We really thought thought Canada couldn’t get any worse . . .

But now credible reports are saying that before the end of the year, Canada is going to formally withdraw from the Kyoto Protocol. This can only be seen as an unacceptable breach of trust in the global climate talks, where the vast majority of the world recognizes the urgent need for meaningful action on climate change including a second commitment period of the Kyoto Protocol.

With the intention to abandon Kyoto next month, Canada is negotiating in outrageously bad faith here in Durban. Countries should be asking why Canada is sitting at the Kyoto negotiating table with a hardly-secret plan to withdraw from the protocol. They should demand to know Canada’s position, and if they really are planning to let the world down, they should immediately leave the KP negotiations.

Canada has been singled out as a global laggard on climate change in recent years, so this newest and grandest failure is not a surprise. In the midst of dire warnings about climate risk from even the International Energy Agency, Canada’s position is both dangerous and immoral.

Canada is acting on behalf of polluters, not people. It is no secret that Canada’s climate and energy policy is focused on rapidly expanding their tar sands oil production and attempting to kill clean energy policy abroad.

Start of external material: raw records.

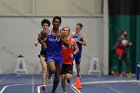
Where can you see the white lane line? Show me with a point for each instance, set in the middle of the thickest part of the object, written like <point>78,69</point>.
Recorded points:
<point>107,82</point>
<point>103,83</point>
<point>3,89</point>
<point>111,88</point>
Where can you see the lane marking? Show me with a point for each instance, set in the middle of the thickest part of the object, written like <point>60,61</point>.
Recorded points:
<point>4,88</point>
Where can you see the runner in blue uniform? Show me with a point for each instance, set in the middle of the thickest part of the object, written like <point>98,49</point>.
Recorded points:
<point>81,40</point>
<point>53,55</point>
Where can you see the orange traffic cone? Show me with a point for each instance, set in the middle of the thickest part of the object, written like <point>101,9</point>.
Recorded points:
<point>78,83</point>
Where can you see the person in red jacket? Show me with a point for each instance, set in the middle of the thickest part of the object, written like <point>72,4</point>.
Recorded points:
<point>68,57</point>
<point>122,52</point>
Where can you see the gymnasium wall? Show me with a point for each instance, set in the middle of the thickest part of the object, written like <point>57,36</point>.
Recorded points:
<point>18,35</point>
<point>51,7</point>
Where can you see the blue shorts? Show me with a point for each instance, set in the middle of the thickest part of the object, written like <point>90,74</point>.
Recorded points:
<point>77,58</point>
<point>57,60</point>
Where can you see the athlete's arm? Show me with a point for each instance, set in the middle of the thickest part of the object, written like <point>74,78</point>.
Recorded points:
<point>64,42</point>
<point>75,46</point>
<point>83,42</point>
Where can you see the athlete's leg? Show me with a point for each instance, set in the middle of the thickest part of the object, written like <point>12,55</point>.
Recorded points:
<point>119,65</point>
<point>78,60</point>
<point>51,66</point>
<point>127,64</point>
<point>44,68</point>
<point>56,77</point>
<point>63,82</point>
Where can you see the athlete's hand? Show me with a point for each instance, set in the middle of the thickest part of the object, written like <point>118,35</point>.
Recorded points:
<point>36,43</point>
<point>44,45</point>
<point>130,44</point>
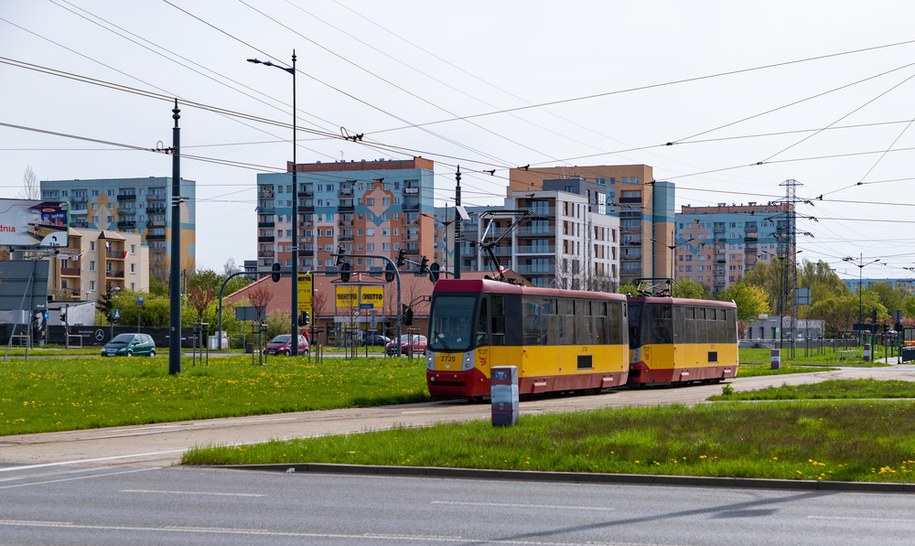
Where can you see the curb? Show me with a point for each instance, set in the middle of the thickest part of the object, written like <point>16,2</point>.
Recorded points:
<point>576,477</point>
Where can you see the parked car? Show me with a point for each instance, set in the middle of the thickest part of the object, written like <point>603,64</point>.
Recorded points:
<point>407,344</point>
<point>376,339</point>
<point>280,345</point>
<point>130,345</point>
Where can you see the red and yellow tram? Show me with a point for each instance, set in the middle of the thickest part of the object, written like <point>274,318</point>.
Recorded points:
<point>681,340</point>
<point>560,340</point>
<point>568,340</point>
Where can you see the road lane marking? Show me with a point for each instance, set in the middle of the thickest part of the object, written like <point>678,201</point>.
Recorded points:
<point>861,518</point>
<point>508,505</point>
<point>96,460</point>
<point>203,493</point>
<point>396,538</point>
<point>61,480</point>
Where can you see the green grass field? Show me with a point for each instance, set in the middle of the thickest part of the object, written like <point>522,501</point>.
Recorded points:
<point>52,394</point>
<point>815,440</point>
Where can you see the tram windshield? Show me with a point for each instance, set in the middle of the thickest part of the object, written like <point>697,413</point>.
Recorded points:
<point>451,325</point>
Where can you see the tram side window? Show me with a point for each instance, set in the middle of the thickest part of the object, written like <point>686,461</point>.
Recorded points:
<point>532,316</point>
<point>661,324</point>
<point>599,323</point>
<point>616,322</point>
<point>567,323</point>
<point>585,334</point>
<point>701,326</point>
<point>731,319</point>
<point>483,323</point>
<point>498,320</point>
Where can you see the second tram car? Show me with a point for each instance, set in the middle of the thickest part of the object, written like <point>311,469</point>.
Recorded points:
<point>681,340</point>
<point>560,340</point>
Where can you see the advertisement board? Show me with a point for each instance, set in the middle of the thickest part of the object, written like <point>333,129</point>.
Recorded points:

Yesterday, activists around the world protested against Canada’s push to open markets to dirty oil at the expense of the climate. In Canada, Greenpeace activists used LED emergency lights to write “Climate Fail” in huge letters on the lawn of Parliament — a message that is even stronger following yesterday’s revelations.

Demonstrations also took place in capitals including Paris, Berlin, Oslo and Stockholm as well as outside of the Department of Transport in London, protesting the UK’s support for allowing tar sands oil into the EU.

Canada’s plan is a slap in the face to the international community. Canada is isolating itself even more in these talks as a country that not only is refusing to take meaningful action at home, but also one that has lost the trust and respect of the international community here in Durban and around the world.